Pembekuan pendanaan menghantam penyedia layanan BNPL | Asian Business Review
, Singapore
328 views
Photo by Vitolda Klein via Unsplash.

Pembekuan pendanaan menghantam penyedia layanan BNPL

Investor semakin sedikit mengalirkan dana ke penyedia layanan BNPL yang sudah menghadapi keuntungan margin yang tipis.

Pasar buy now, pay later (BNPL) sedang mengalami kemunduran, dengan beberapa perusahaan yang berfokus pada BNPL gulung tikar dalam beberapa tahun terakhir seiring melambatnya investasi di sektor ini.

"Di pasar yang matang, BNPL telah mundur secara signifikan," kata Anton Ruddenklau, global fintech leader KPMG International, kepada Asian Banking & Finance.

Perusahaan BNPL menghadapi paradoks bisnis: meskipun bisnis sedang berkembang pesat, adopsi e-commerce diperkirakan akan tumbuh hingga mencapai 4,1% dari semua pembayaran e-commerce pada 2026.

Tergantung pada pasarnya, minat terhadap BNPL tetap ada. Sekitar 60% orang Filipina, misalnya, menyatakan bahwa mereka kemungkinan besar akan menggunakan BNPL dalam enam hingga dua belas bulan ke depan, kata Ivan Grytsenko, vice president di Billease.

Namun, ketersediaan dana tetap menjadi masalah utama bagi perusahaan BNPL.

“Karena tingginya suku bunga, investor mengurangi aliran dana ke penyedia layanan BNPL dan lebih banyak menginvestasikan uang mereka ke kategori teknologi lainnya,” kata Ruddenklau. “Dengan berkurangnya dana, berarti lebih sedikit kemajuan, lebih sedikit ekspansi pasar, yang berujung pada lebih sedikit nasabah.”

Pembalikan nasib

Pada satu titik, BNPL menjadi favorit investor. Sektor ini mendapatkan pendanaan lebih dari $6,9 miliar dalam lima tahun hingga 2022. Pada 2021 saja, pendanaan BNPL mencapai angka luar biasa $2,8 miliar, menurut data dari Fintech Global Research.

Namun di 2023, tingginya biaya pendanaan dan penurunan modal investasi memaksa beberapa penyedia BNPL untuk berhenti beroperasi. Pada Februari 2023, perusahaan BNPL Australia, Openpay, terpaksa masuk ke dalam proses penerimaannya. Aset-asetnya dilikuidasi sembilan bulan kemudian, dengan perusahaan dilaporkan memiliki utang sebesar $66,1 juta kepada krediturnya.

Perusahaan Laybuy dari Selandia Baru bangkrut pada Juni 2024 setelah gagal menemukan pembeli.
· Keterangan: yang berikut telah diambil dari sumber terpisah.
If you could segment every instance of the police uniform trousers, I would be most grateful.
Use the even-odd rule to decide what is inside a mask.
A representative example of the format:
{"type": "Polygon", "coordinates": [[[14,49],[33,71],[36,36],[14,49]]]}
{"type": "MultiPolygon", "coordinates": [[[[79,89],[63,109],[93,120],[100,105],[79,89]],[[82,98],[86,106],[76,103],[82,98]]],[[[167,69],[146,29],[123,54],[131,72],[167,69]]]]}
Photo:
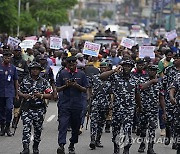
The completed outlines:
{"type": "Polygon", "coordinates": [[[152,143],[155,139],[155,131],[158,123],[158,109],[143,110],[140,112],[140,137],[146,137],[148,130],[149,142],[152,143]]]}
{"type": "Polygon", "coordinates": [[[0,124],[10,124],[12,120],[13,97],[0,97],[0,124]]]}
{"type": "MultiPolygon", "coordinates": [[[[102,105],[102,104],[101,104],[102,105]]],[[[106,122],[106,115],[108,109],[103,109],[98,105],[94,105],[91,108],[91,123],[90,123],[90,132],[91,132],[91,141],[100,140],[102,131],[106,122]]]]}
{"type": "Polygon", "coordinates": [[[30,143],[32,125],[34,127],[34,142],[39,143],[41,141],[44,113],[45,108],[22,111],[21,119],[23,122],[23,145],[29,145],[30,143]]]}
{"type": "Polygon", "coordinates": [[[82,109],[69,109],[58,106],[58,144],[66,144],[68,126],[72,129],[71,143],[78,143],[78,134],[82,119],[82,109]]]}
{"type": "MultiPolygon", "coordinates": [[[[114,103],[115,104],[115,103],[114,103]]],[[[119,144],[119,134],[123,129],[124,146],[132,144],[132,125],[134,117],[134,108],[116,105],[113,107],[112,114],[112,142],[119,144]]],[[[121,138],[122,139],[122,138],[121,138]]],[[[122,141],[122,140],[121,140],[122,141]]]]}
Perusahaan BNPL ini juga telah memasuki proses penerimaan.

Salah satu masalah yang dihadapi adalah meskipun mereka telah menerima miliaran dana, adalah perusahaan BNPL mendapatkan sedikit hasil sebagai imbalan.

“Ini adalah permainan margin yang sangat tipis bagi penyedia layanan, dan mereka mengalami kerugian yang cukup berat, dengan suku bunga yang tinggi dan minat pengguna yang rendah terhadap produk mereka,” kata Ruddenklau.

“Kita telah melihat jumlah kerugian pinjaman yang sangat besar di pasar, dan banyak perusahaan yang menghentikan layanan atau bangkrut. Salah satu perusahaan terbesar di luar sana, Klarna, masih mengalami kerugian yang sangat signifikan dalam hal BNPL,” tambahnya.

Regulasi juga mulai muncul di sektor BNPL seiring dengan semakin banyaknya pemain yang bangkrut.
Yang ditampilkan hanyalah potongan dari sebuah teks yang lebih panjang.